I don’t have anything interesting to say about Mitt Romney’s religion speech, but, as it happens, yesterday I was hanging out with an out-of-town Mormon friend. I asked him what he thought of Romney’s speech. He didn’t like it because he doesn’t think Mormonism should strive to be mainstream. He said he has never thought of himself as a Christian and doesn’t like the idea of Mormonism being subsumed under a generic quasi-evangelical Christianity. He prefers, he said, that Mormonism remain on the margins. Also, he’s a liberal Democrat who is torn between supporting Clinton and Obama and complained that Romney is betraying Mormon values with his support of “enhanced interrogation,” Gitmo, etc. Though he readily concedes that his aren’t typical views among his co-religionists.

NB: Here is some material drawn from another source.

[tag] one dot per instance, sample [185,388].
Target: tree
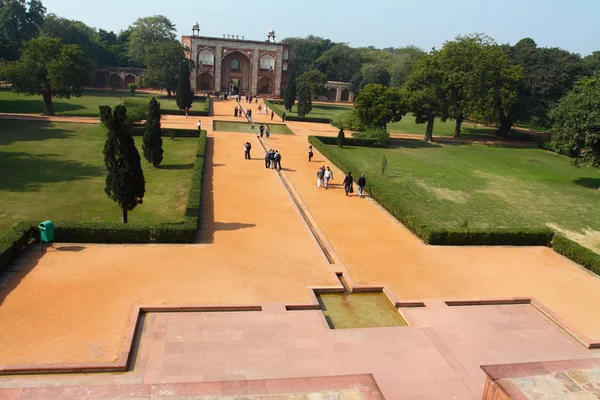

One response to “Another view”

  1. When I was in seminary, I took a class from Os Guinness. He had a lot of criticisms of the religious right as it existed in the late 1980’s. One thing I particularly remember was his criticism of Pat Robertson. Robertson was whining that people were holding his faith against him, in a way they had not done against John F. Kennedy. Guinness got very heated and said that Kennedy went out of his way to assure the American people that his faith would not be an obstacle to him being the best president he could be, and that no church authority would stand over any of his decisions. This was what he needed to do and did. This is what Robertson had failed to do.

    Romney did exactly what he needed to do. I think his talking of how he should not be seen as a spokesman for Mormonism should be taken seriously. He should not be the one with a responsibility to teach his religious distinctives.

    I would not vote for Romney for other reasons. But in this area, I find him exemplary.